When an electric current is passes through acidified water, 112 mL of hydrogen gas at N.T.P. was collected at the cathode in 965 seconds. The current passed, in ampere, is:

At normal temperature and pressure (N.T.P.), one mole of any ideal gas occupies a molar volume of $$22.4\ \text{L}=22400\ \text{mL}.$$

We have collected only $$112\ \text{mL}$$ of hydrogen.

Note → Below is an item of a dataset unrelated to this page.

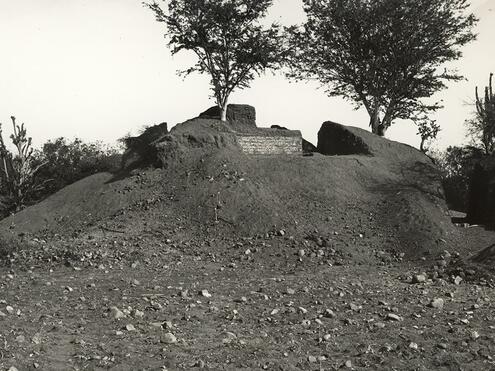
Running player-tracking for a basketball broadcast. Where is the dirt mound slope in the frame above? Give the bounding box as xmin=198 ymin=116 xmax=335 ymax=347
xmin=0 ymin=118 xmax=456 ymax=256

The number of moles of hydrogen obtained is therefore

$$n(\text{H}_2)=\frac{\text{volume of H}_2}{\text{molar volume}}=\frac{112\ \text{mL}}{22400\ \text{mL mol}^{-1}}=0.005\ \text{mol}.$$

During electrolysis of acidified water, hydrogen forms at the cathode according to the half-reaction

$$2\text{H}^+(aq)+2e^- \longrightarrow \text{H}_2(g).$$

This equation shows that $$2$$ moles of electrons are needed to produce $$1$$ mole of $$\text{H}_2.$$ Hence, to produce $$0.005\ \text{mol}$$ of $$\text{H}_2,$$ the moles of electrons required are

$$n(e^-)=2\times n(\text{H}_2)=2\times0.005=0.010\ \text{mol}.$$

The charge carried by one mole of electrons is the Faraday constant $$F=96500\ \text{C mol}^{-1}.$$ Therefore, the total charge that has passed through the solution is

$$Q=n(e^-)\,F=0.010\ \text{mol}\times96500\ \text{C mol}^{-1}=965\ \text{C}.$$

The problem states that this charge was delivered in $$t=965\ \text{s}.$$ Electric current is defined by the relation $$I=\dfrac{Q}{t}.$$ Substituting the values gives

$$I=\frac{965\ \text{C}}{965\ \text{s}}=1.0\ \text{A}.$$

Hence, the correct answer is Option D.